Over a year ago, leadership advisor Molly Tschang changed my life with a single observation. “I’m not sure,” she began tactfully, “That you are projecting the energy to others that you think you are projecting.”
By “energy,” the creator of SayItSkillfully.com meant whether I am interested or disinterested, attentive or bored, engaged or aloof, friendly or cautious, supportive or skeptical, or any one of many energetic possibilities.
Her observation was dead-on accurate. I had grown out of touch with how others perceive me, so that I was often a bit disconnected from reality. As a CEO recently counseled me, “Self-awareness is not how you feel about yourself. It is having an accurate perception of how others perceive you.”

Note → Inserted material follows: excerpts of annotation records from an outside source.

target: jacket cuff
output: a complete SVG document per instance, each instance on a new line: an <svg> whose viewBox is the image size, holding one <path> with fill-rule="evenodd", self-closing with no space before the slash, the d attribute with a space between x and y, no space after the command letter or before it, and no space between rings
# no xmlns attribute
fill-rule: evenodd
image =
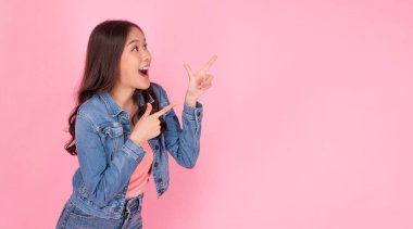
<svg viewBox="0 0 413 229"><path fill-rule="evenodd" d="M129 138L126 139L124 145L122 147L122 150L128 154L130 157L133 157L138 163L142 161L145 156L145 150L139 144L135 143Z"/></svg>

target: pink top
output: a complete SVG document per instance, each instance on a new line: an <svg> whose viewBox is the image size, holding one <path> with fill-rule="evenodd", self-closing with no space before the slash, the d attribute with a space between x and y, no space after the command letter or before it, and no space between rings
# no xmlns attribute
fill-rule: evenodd
<svg viewBox="0 0 413 229"><path fill-rule="evenodd" d="M149 181L150 169L153 163L153 151L148 141L145 141L141 147L146 154L130 176L129 186L126 191L127 199L138 196L142 193Z"/></svg>

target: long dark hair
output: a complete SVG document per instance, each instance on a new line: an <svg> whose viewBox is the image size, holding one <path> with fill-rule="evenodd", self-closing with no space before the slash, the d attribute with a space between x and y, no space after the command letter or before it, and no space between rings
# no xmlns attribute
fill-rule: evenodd
<svg viewBox="0 0 413 229"><path fill-rule="evenodd" d="M83 79L77 91L77 103L68 117L68 132L71 133L72 139L65 144L64 149L71 155L77 155L75 144L77 111L79 110L79 106L93 94L113 89L115 79L120 73L118 66L122 52L132 27L136 27L142 31L138 25L127 21L105 21L97 25L90 34ZM154 82L151 82L151 86L146 90L136 89L134 91L133 101L138 105L138 111L134 112L132 116L134 125L136 124L136 118L145 113L147 109L146 104L149 102L149 96L154 100L151 113L160 110L157 94L153 92L153 84ZM141 96L143 96L145 100L145 105L142 106L140 106L139 101ZM160 120L162 133L166 129L166 123L162 117L160 117Z"/></svg>

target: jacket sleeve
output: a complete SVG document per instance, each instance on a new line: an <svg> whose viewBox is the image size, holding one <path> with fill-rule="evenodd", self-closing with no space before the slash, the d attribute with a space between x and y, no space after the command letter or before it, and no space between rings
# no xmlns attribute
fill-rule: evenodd
<svg viewBox="0 0 413 229"><path fill-rule="evenodd" d="M113 152L112 161L108 161L97 129L86 114L77 115L75 142L84 189L97 205L105 206L129 182L146 152L127 139L117 152Z"/></svg>
<svg viewBox="0 0 413 229"><path fill-rule="evenodd" d="M161 93L166 103L170 104L163 88L161 88ZM166 122L165 148L175 161L185 168L193 168L197 163L200 151L202 116L203 106L200 102L197 102L195 109L184 104L183 128L180 128L174 110L164 115Z"/></svg>

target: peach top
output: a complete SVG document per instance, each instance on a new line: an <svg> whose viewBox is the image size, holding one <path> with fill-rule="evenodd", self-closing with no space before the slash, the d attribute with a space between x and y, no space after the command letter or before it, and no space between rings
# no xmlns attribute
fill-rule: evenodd
<svg viewBox="0 0 413 229"><path fill-rule="evenodd" d="M153 163L153 151L148 141L145 141L141 147L146 154L130 176L129 186L126 191L127 199L138 196L142 193L149 181L150 169Z"/></svg>

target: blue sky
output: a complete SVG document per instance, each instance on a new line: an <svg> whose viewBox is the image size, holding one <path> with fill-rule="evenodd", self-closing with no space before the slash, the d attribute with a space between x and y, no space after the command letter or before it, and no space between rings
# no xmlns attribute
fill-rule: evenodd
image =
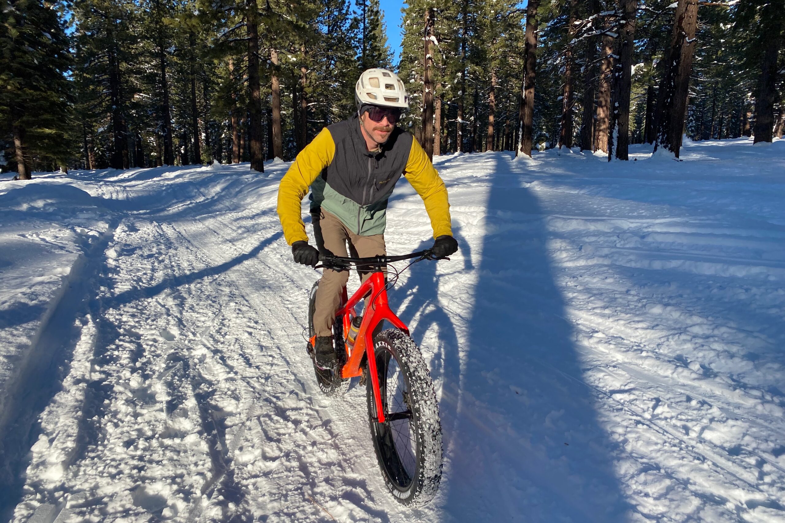
<svg viewBox="0 0 785 523"><path fill-rule="evenodd" d="M403 2L400 0L379 0L379 5L385 13L385 24L387 25L387 43L389 44L394 57L392 64L398 63L399 54L400 53L400 41L403 38L400 33L400 20L403 17L403 13L400 12L403 7Z"/></svg>

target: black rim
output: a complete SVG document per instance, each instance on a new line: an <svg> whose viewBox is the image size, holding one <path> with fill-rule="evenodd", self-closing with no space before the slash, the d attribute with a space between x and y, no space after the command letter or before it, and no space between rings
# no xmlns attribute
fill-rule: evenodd
<svg viewBox="0 0 785 523"><path fill-rule="evenodd" d="M386 347L377 354L376 370L385 418L383 423L374 423L379 454L388 478L400 490L406 490L417 472L409 387L397 359Z"/></svg>

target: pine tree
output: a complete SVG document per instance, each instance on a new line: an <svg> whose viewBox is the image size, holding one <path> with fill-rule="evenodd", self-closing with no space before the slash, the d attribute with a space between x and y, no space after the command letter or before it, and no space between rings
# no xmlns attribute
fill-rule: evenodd
<svg viewBox="0 0 785 523"><path fill-rule="evenodd" d="M387 27L379 0L356 0L360 27L360 68L392 68L392 53L387 44Z"/></svg>
<svg viewBox="0 0 785 523"><path fill-rule="evenodd" d="M0 9L0 134L10 135L20 180L33 160L65 165L71 64L62 5L11 0Z"/></svg>

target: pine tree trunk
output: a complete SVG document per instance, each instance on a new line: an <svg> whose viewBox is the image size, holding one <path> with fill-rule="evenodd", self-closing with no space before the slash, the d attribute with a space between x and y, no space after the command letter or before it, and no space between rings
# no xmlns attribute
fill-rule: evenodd
<svg viewBox="0 0 785 523"><path fill-rule="evenodd" d="M591 0L590 14L596 23L601 10L599 0ZM594 96L597 74L597 43L593 38L586 42L586 73L583 77L583 118L581 122L581 151L594 151Z"/></svg>
<svg viewBox="0 0 785 523"><path fill-rule="evenodd" d="M240 120L239 132L240 132L240 151L239 151L239 157L240 158L239 158L239 161L240 162L245 162L246 158L249 158L250 156L250 154L249 154L249 151L248 151L249 147L246 147L246 142L247 143L250 142L250 140L246 140L246 137L248 136L248 118L247 117L243 117ZM262 164L262 166L264 166L264 164Z"/></svg>
<svg viewBox="0 0 785 523"><path fill-rule="evenodd" d="M85 169L93 169L93 165L90 162L90 146L87 141L87 125L86 124L82 124L82 147L85 150Z"/></svg>
<svg viewBox="0 0 785 523"><path fill-rule="evenodd" d="M524 45L524 89L520 110L520 144L515 155L531 157L535 114L535 74L537 66L537 9L539 0L529 0L526 7L526 43Z"/></svg>
<svg viewBox="0 0 785 523"><path fill-rule="evenodd" d="M485 151L494 150L493 119L496 114L496 70L491 71L491 93L488 94L488 133L485 136Z"/></svg>
<svg viewBox="0 0 785 523"><path fill-rule="evenodd" d="M611 89L613 79L613 45L615 38L608 35L610 19L606 17L605 33L602 35L602 62L600 64L600 89L597 96L595 151L608 152L608 135L611 123Z"/></svg>
<svg viewBox="0 0 785 523"><path fill-rule="evenodd" d="M163 44L159 42L159 67L161 74L161 90L162 100L161 103L162 129L163 131L163 163L167 165L174 164L174 151L172 147L172 114L169 104L169 81L166 79L166 55Z"/></svg>
<svg viewBox="0 0 785 523"><path fill-rule="evenodd" d="M744 129L744 136L749 136L748 131L750 130L750 120L745 118L747 121L747 127ZM783 137L783 132L785 131L785 106L780 106L780 118L777 118L777 123L774 126L774 136L777 138Z"/></svg>
<svg viewBox="0 0 785 523"><path fill-rule="evenodd" d="M137 167L144 167L144 148L142 146L142 135L141 133L137 133L134 140L134 149L136 157L136 166Z"/></svg>
<svg viewBox="0 0 785 523"><path fill-rule="evenodd" d="M633 51L635 46L635 11L637 0L621 0L622 24L619 31L619 67L617 67L615 102L616 136L615 156L619 160L630 159L630 93L632 89ZM618 111L618 112L617 112Z"/></svg>
<svg viewBox="0 0 785 523"><path fill-rule="evenodd" d="M785 26L785 2L772 1L762 8L761 33L764 35L763 61L755 91L755 125L753 143L771 142L774 129L774 102L776 100L777 57Z"/></svg>
<svg viewBox="0 0 785 523"><path fill-rule="evenodd" d="M207 163L210 164L213 162L215 151L213 151L213 142L210 136L210 96L207 92L206 78L202 81L202 96L204 99L204 151L206 153Z"/></svg>
<svg viewBox="0 0 785 523"><path fill-rule="evenodd" d="M182 150L180 152L180 165L188 165L188 158L191 158L191 154L188 154L190 140L188 140L188 133L183 131L181 135L180 143L182 145Z"/></svg>
<svg viewBox="0 0 785 523"><path fill-rule="evenodd" d="M283 136L281 132L281 85L278 81L278 51L270 49L270 61L272 62L272 155L283 159Z"/></svg>
<svg viewBox="0 0 785 523"><path fill-rule="evenodd" d="M191 42L191 49L194 49L196 43L194 42L193 33L188 35L188 40ZM202 163L202 151L199 147L199 109L196 107L196 74L194 73L195 61L195 56L192 56L188 60L188 74L191 75L191 133L194 138L194 163L199 164Z"/></svg>
<svg viewBox="0 0 785 523"><path fill-rule="evenodd" d="M468 4L469 0L463 0L461 11L463 30L461 31L461 92L458 96L458 120L455 122L456 152L463 151L463 96L466 93L466 11Z"/></svg>
<svg viewBox="0 0 785 523"><path fill-rule="evenodd" d="M229 76L230 81L235 82L235 62L229 58ZM234 88L232 89L232 109L229 111L232 119L232 160L231 163L240 162L240 136L237 117L237 93Z"/></svg>
<svg viewBox="0 0 785 523"><path fill-rule="evenodd" d="M441 84L436 84L436 89L441 89ZM441 95L434 100L433 109L433 155L441 154ZM433 158L433 157L432 157Z"/></svg>
<svg viewBox="0 0 785 523"><path fill-rule="evenodd" d="M305 59L305 45L302 45L301 50ZM305 91L305 88L308 87L307 82L308 69L303 65L300 67L300 143L302 144L302 147L308 144L308 94Z"/></svg>
<svg viewBox="0 0 785 523"><path fill-rule="evenodd" d="M14 118L16 120L16 118ZM24 129L20 125L13 126L13 151L16 159L16 176L20 180L30 180L32 169L24 146Z"/></svg>
<svg viewBox="0 0 785 523"><path fill-rule="evenodd" d="M477 82L474 82L474 99L473 99L473 112L474 114L472 116L472 148L470 152L476 152L480 149L480 123L477 118L477 103L479 99L479 93L477 93Z"/></svg>
<svg viewBox="0 0 785 523"><path fill-rule="evenodd" d="M561 99L561 122L559 126L559 148L572 148L572 69L575 66L572 40L575 36L575 19L578 18L578 0L570 0L570 16L568 19L567 45L564 47L564 89Z"/></svg>
<svg viewBox="0 0 785 523"><path fill-rule="evenodd" d="M155 133L155 167L161 167L163 165L163 153L162 152L162 147L161 147L161 142L163 141L161 134L159 133ZM174 158L172 158L172 163L169 164L171 165L174 165Z"/></svg>
<svg viewBox="0 0 785 523"><path fill-rule="evenodd" d="M425 56L422 75L422 148L428 158L433 161L433 8L425 9Z"/></svg>
<svg viewBox="0 0 785 523"><path fill-rule="evenodd" d="M265 114L267 116L267 159L272 160L276 158L272 148L272 110L268 108Z"/></svg>
<svg viewBox="0 0 785 523"><path fill-rule="evenodd" d="M655 109L655 102L657 98L655 96L654 85L652 84L652 80L649 80L648 86L646 88L646 122L644 125L644 138L643 141L644 143L654 143L655 140L655 129L654 126L654 113Z"/></svg>
<svg viewBox="0 0 785 523"><path fill-rule="evenodd" d="M711 127L709 129L709 140L714 139L714 122L717 122L717 85L711 94Z"/></svg>
<svg viewBox="0 0 785 523"><path fill-rule="evenodd" d="M248 115L250 168L265 172L264 132L261 121L261 92L259 85L259 12L256 0L246 0L248 32Z"/></svg>
<svg viewBox="0 0 785 523"><path fill-rule="evenodd" d="M739 138L744 134L744 123L747 120L747 111L744 110L744 100L739 100L739 126L736 127L738 133L733 133L734 138Z"/></svg>
<svg viewBox="0 0 785 523"><path fill-rule="evenodd" d="M679 0L658 96L657 140L654 144L655 151L664 147L676 158L681 147L697 22L698 0Z"/></svg>
<svg viewBox="0 0 785 523"><path fill-rule="evenodd" d="M109 161L112 169L128 169L128 136L122 114L122 96L120 91L120 64L114 49L109 51L109 98L111 103L111 131L113 148Z"/></svg>

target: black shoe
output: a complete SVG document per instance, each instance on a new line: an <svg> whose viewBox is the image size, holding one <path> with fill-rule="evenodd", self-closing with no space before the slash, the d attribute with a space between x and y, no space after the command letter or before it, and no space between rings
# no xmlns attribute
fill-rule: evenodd
<svg viewBox="0 0 785 523"><path fill-rule="evenodd" d="M323 370L332 370L338 362L335 349L333 348L333 336L316 336L316 347L313 347L314 361Z"/></svg>

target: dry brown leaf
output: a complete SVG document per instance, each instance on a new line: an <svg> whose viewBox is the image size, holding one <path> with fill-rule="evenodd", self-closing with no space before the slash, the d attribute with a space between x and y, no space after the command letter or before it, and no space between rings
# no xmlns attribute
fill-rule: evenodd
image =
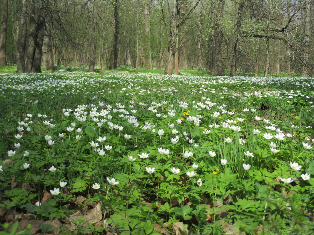
<svg viewBox="0 0 314 235"><path fill-rule="evenodd" d="M176 233L176 235L181 235L182 233L180 232L180 230L184 231L186 233L187 233L189 232L187 229L184 227L184 224L181 222L176 222L172 225L173 226L172 229L174 232Z"/></svg>
<svg viewBox="0 0 314 235"><path fill-rule="evenodd" d="M157 231L164 235L171 235L170 233L165 227L158 224L154 224L154 231Z"/></svg>
<svg viewBox="0 0 314 235"><path fill-rule="evenodd" d="M52 232L53 235L58 235L60 231L60 228L62 226L62 224L58 220L56 219L53 220L50 220L44 222L43 223L51 224L52 226Z"/></svg>

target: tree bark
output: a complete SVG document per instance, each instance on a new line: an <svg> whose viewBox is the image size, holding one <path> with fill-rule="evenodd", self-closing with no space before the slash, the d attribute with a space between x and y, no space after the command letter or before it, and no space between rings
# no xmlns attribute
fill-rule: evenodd
<svg viewBox="0 0 314 235"><path fill-rule="evenodd" d="M21 0L21 13L19 24L19 33L18 39L17 60L18 73L24 73L25 69L25 50L26 44L26 15L27 8L26 0Z"/></svg>
<svg viewBox="0 0 314 235"><path fill-rule="evenodd" d="M96 8L95 6L95 1L93 3L93 12L92 22L92 51L90 56L90 60L89 61L89 71L90 72L95 71L95 61L96 57L96 49L97 43L96 39L96 24L97 19L96 19Z"/></svg>
<svg viewBox="0 0 314 235"><path fill-rule="evenodd" d="M308 60L309 57L309 48L310 45L310 4L308 2L306 6L304 11L304 29L303 34L303 43L304 46L304 52L303 53L303 58L302 60L302 70L301 73L301 76L306 77L307 75Z"/></svg>
<svg viewBox="0 0 314 235"><path fill-rule="evenodd" d="M115 32L113 36L113 47L112 53L113 55L113 62L112 68L116 69L118 67L118 41L119 36L119 0L114 0L114 17L115 20Z"/></svg>
<svg viewBox="0 0 314 235"><path fill-rule="evenodd" d="M36 73L41 72L41 65L42 55L42 45L44 42L45 21L45 17L42 15L40 15L36 27L35 37L35 51L32 66L32 71Z"/></svg>
<svg viewBox="0 0 314 235"><path fill-rule="evenodd" d="M280 64L279 60L280 51L279 46L277 44L277 42L275 40L274 45L274 74L278 75L280 73ZM279 43L279 42L278 43Z"/></svg>
<svg viewBox="0 0 314 235"><path fill-rule="evenodd" d="M8 0L2 0L1 8L1 29L0 30L0 65L5 65L5 43L8 23Z"/></svg>
<svg viewBox="0 0 314 235"><path fill-rule="evenodd" d="M244 6L243 1L242 0L239 3L239 8L238 9L238 19L236 25L236 42L235 43L233 48L233 55L231 63L231 69L230 70L230 76L233 76L236 75L237 65L238 62L238 44L240 41L239 35L242 24L242 14L243 13Z"/></svg>
<svg viewBox="0 0 314 235"><path fill-rule="evenodd" d="M27 55L25 66L25 73L32 71L34 55L35 54L35 44L36 43L35 34L36 30L35 14L34 3L32 1L30 6L30 30L27 42Z"/></svg>
<svg viewBox="0 0 314 235"><path fill-rule="evenodd" d="M268 69L269 67L269 39L268 38L266 39L266 64L264 72L264 77L267 77L268 74Z"/></svg>
<svg viewBox="0 0 314 235"><path fill-rule="evenodd" d="M213 35L214 49L213 52L212 74L215 76L224 76L224 66L222 63L222 48L221 46L223 39L223 32L221 29L221 20L223 15L225 0L219 0L217 10L214 14L214 33Z"/></svg>
<svg viewBox="0 0 314 235"><path fill-rule="evenodd" d="M145 59L145 67L146 69L151 69L152 54L150 49L150 27L149 6L147 0L143 4L143 14L144 15L144 28L145 35L144 37L145 48L144 52Z"/></svg>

- What felt to me like I was paying attention… felt to others like I was a low-energy presence in the room
- What felt to me like enthusiasm… felt to others like mild interest
- What felt to me like warmth… felt to others like cautious curiosity
And so on.
Molly’s single statement continues to lead me on a journey of self-discovery and exploration. It also made me realize that I am not alone: the vast majority of people—this probably includes you—generally fail to make a conscious decision about the energy they will inject into a meeting, phone call or personal interaction.
That is a BIG mistake.
To illustrate, let’s take a simple and common occurrence. A busy executive races into a meeting room. S/he is running late and feeling stressed, and these feelings sabotage the energy s/he brings into the meeting, making the participants feel like:
- They don’t matter
- They shouldn’t talk too long
- They have done something wrong, or are on the verge of doing something wrong
In contrast, that same executive could have paused for 20 seconds before entering, recognized the stress s/he is feeling, and made a conscious decision not to let that color his/her behavior during this completely unrelated meeting.
Here’s my greatest revelation: I’ve found that it’s not at all difficult to shift my state and control the energy I’m projecting. The difficult parts are:
- Recognizing that I can and should make a conscious decision about the energy I project in each interaction, and…
- Remembering to do it
The bottom line, for you…
When it comes to the energy you bring others, never wing it. Make a conscious decision regarding whether you want to bring urgency, levity, compassion or some other mental state into the room.
To do this, strive to form a more complete understanding of the ways that others perceive you. Ask close friends and colleagues, “How did I come across in that meeting?” Be fully accepting of their feedback. When possible, make audio and video recordings of yourself at work. For example, increasing numbers of calls are now via a tool such as Zoom, so it’s easy to review the saved file.
One last point: when two or more people occupy the same room, your presence sparks physical changes in the other(s). Work hard to ensure those changes are positive.